Her manner was so loaded with condescension and cool contempt that the temptation to argue was almost irresistible. Was she looking for a fight? Or was this her normal way of dealing with mere mortals?
Just now, Chan did not have the time to find out. He had asked Danny Casement to say nothing until he, Chan, had the chance to talk to Deb Bisson. But silence became harder for Danny as time went on and other team members wondered why they had not yet seen the Bun on board.
“Thank you, Dr. Siry. I promise I’ll come back later and take a better look.” Chan managed a smile and hurried out of the observation chamber. At the hatch he turned to ask, “Do you know when we are scheduled for transition?”
“Of course.” Raised eyebrows, at so elementary a question. “Link entry will take place seven and a half hours from now.”
“Thank you.” After the first show of gratitude, the next one came easier. Chan resisted the urge to say more and began the long trip aft. The trouble with Elke Siry’s superiority complex was that it appeared to be justified. Chan had wondered after their last meeting if she might be some sort of ringer, planted on the team as a supposed scientist because of her relationship to General Korin. He had done a data download, and decided that if Elke were a plant the job had been done thoroughly. The records showed a full life story, from child prodigy in mathematics and music, to original discoveries in theoretical physics by the time she was seventeen. Now, at twenty-five, her list of important contributions spilled over into three digits.
What was so valuable a scientist doing on this high-risk expedition? Maybe Korin had talked her into it, but Chan doubted that. There were hints in the record not only of a formidable brain, but just as formidable a will. What Elke wanted, Elke got. She was here because she was interested in the Geyser Swirl, and the mystery of the new Link entry point.

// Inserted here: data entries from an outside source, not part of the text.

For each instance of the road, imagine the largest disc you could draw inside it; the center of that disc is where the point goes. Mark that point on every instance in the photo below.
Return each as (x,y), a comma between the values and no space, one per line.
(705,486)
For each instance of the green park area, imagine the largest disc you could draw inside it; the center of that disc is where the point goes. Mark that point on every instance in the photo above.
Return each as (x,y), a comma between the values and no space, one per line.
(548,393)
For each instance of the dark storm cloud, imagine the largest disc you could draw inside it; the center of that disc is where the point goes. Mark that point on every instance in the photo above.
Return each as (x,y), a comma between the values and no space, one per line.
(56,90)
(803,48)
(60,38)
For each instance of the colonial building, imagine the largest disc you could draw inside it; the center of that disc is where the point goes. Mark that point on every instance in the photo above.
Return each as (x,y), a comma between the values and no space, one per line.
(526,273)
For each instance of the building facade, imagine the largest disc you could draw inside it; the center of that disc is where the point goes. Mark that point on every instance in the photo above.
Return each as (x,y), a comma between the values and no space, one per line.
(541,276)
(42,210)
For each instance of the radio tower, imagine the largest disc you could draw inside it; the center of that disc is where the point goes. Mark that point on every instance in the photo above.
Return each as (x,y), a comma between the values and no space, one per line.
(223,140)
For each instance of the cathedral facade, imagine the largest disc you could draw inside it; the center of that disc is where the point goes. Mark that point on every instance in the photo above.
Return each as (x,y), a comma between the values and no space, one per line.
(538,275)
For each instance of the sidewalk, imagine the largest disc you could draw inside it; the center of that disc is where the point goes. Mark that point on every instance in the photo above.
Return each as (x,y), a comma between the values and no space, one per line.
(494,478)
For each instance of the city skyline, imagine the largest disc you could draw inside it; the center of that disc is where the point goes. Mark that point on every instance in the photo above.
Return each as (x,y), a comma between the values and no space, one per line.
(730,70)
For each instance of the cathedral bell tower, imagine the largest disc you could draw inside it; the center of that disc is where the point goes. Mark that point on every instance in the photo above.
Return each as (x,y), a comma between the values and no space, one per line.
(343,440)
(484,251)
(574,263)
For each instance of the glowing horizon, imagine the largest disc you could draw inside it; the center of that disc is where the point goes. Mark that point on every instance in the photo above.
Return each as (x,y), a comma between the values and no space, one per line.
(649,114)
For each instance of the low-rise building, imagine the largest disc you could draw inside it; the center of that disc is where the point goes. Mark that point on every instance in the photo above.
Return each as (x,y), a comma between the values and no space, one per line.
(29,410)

Chan was coasting along the corridor that ran as a central axis for the full length of the Hero’s Return . It was the main artery for personnel movement back and forth along the ship, and in the vessel’s military past there must have been people bustling through the thoroughfare all the time. Today he heard nothing and saw no one. About the halfway point he came to the old fire control room that sat at the protected heart of the ship. It too was empty, and he passed it by. This was where the ship’s navigation system would take care of all actions on the way to Link entry, swapping flight data with stations on Ceres and the Jovian moons; only the final choice would require a human decision: enter the Link, or decline to do so? It occurred to Chan that perhaps this was the choice that humans were least qualified to make. He recognized in himself the tendency to say, we’ve come so far, we can’t possibly change our minds now. People following that philosophy died climbing mountains, they signed disastrous contracts, they flew into hurricanes, and they embarked on lifelong commitments to the wrong mates. Perhaps they headed to the stars for the same reason.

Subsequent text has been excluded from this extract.